Human Genome Project
- In 1990, a group of scientists began working on the Human Genome Project which was an international programme that led to the decoding of the entire human genome. Completed in April 2003, the HGP gave the ability, for the first time, to read nature’s complete genetic blueprint for building a human being.
Applications of genome sequencing
- Disease Diagnosis and Treatment: Genome sequencing can identify genetic mutations and variations that contribute to the development of diseases. It has been used to evaluate rare disorders, preconditions for disorders and even cancer from the viewpoint of genetics.
- Nearly 10,000 diseases — including cystic fibrosis and thalassemia — are known to be the result of a single gene malfunctioning.
- Genome sequencing has been used to read the codes of viruses. In 2014, a group of scientists from M.I.T and Harvard sequenced samples of Ebola from infected African patients to show how genomic data of viruses could reveal hidden pathways of transmission.
- In January 2020, at the start of the CoVID-19 pandemic, scientists sequenced the genome of a novel pathogen causing infections in the city of Wuhan. Then virologists evaluated the genomic sequence to understand how to combat the virus, track the mutating variants, and develop a vaccine.

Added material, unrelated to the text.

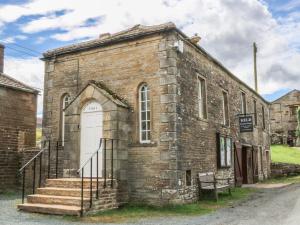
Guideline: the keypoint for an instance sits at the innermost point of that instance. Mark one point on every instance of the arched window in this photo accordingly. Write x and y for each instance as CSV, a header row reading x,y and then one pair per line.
x,y
65,102
144,114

- Drug Development: Can identify genetic targets for drug development and testing, leading to the development of more effective and personalized drugs.
- Prenatal screening: Can be used as a tool for prenatal screening to investigate whether the foetus has genetic disorders/anomalies.

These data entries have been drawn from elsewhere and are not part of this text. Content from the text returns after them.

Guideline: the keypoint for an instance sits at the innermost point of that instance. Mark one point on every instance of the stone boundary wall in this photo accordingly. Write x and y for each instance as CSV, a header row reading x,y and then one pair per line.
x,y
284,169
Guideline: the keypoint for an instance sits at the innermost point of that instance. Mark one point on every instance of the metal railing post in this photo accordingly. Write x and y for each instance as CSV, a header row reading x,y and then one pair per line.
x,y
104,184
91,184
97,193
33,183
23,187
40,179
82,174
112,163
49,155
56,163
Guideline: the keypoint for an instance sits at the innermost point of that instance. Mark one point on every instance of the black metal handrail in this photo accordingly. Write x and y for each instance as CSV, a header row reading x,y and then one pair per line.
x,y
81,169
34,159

- Agriculture: Can help identify genes that contribute to desirable traits in plants and animals, allowing for the selective breeding of crops and livestock.
- Evolutionary Biology: Can help trace the evolutionary history of species and understand the mechanisms underlying evolution.

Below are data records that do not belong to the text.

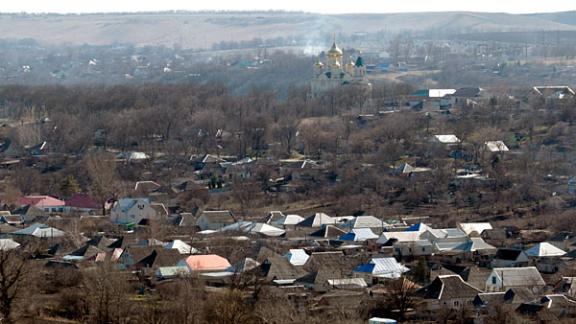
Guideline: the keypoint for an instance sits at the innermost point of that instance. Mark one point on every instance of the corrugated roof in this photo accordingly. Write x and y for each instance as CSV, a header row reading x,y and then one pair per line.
x,y
468,228
359,235
383,267
297,257
209,262
544,249
518,277
447,139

- Forensics: Genome sequencing can be used to identify suspects in criminal investigations and to establish paternity in cases of disputed parentage.
Genome India Project (GIP)
- The Genome India Project (GIP) is a government initiative launched by the Indian Council of Medical Research (ICMR) in 2019 to execute whole genome sequencing and subsequent data analysis of 10,000 individuals representing the country’s diverse population by the end of 2023.
- The goal of the project is to create a comprehensive reference database of genetic variations in the Indian population and identify genetic variations that are associated with common and rare diseases prevalent in the Indian population.
- The project is being carried out in collaboration with several institutions, including the National Centre for Biological Sciences, the Institute of Genomics and Integrative Biology, and the Centre for Cellular and Molecular Biology.
Need & Significance of GIP
- India has around 1.3 billion population consisting of over 4,600 population groups, many of which are endogamous (disease-causing mutations often amplified within some of these groups). But despite being a large population with diverse ethnic groups, India lacks a comprehensive catalogue of genetic variations.
- Creating a database of Indian genomes allows researchers to learn about genetic variants unique to India’s population groups and use that to customise drugs.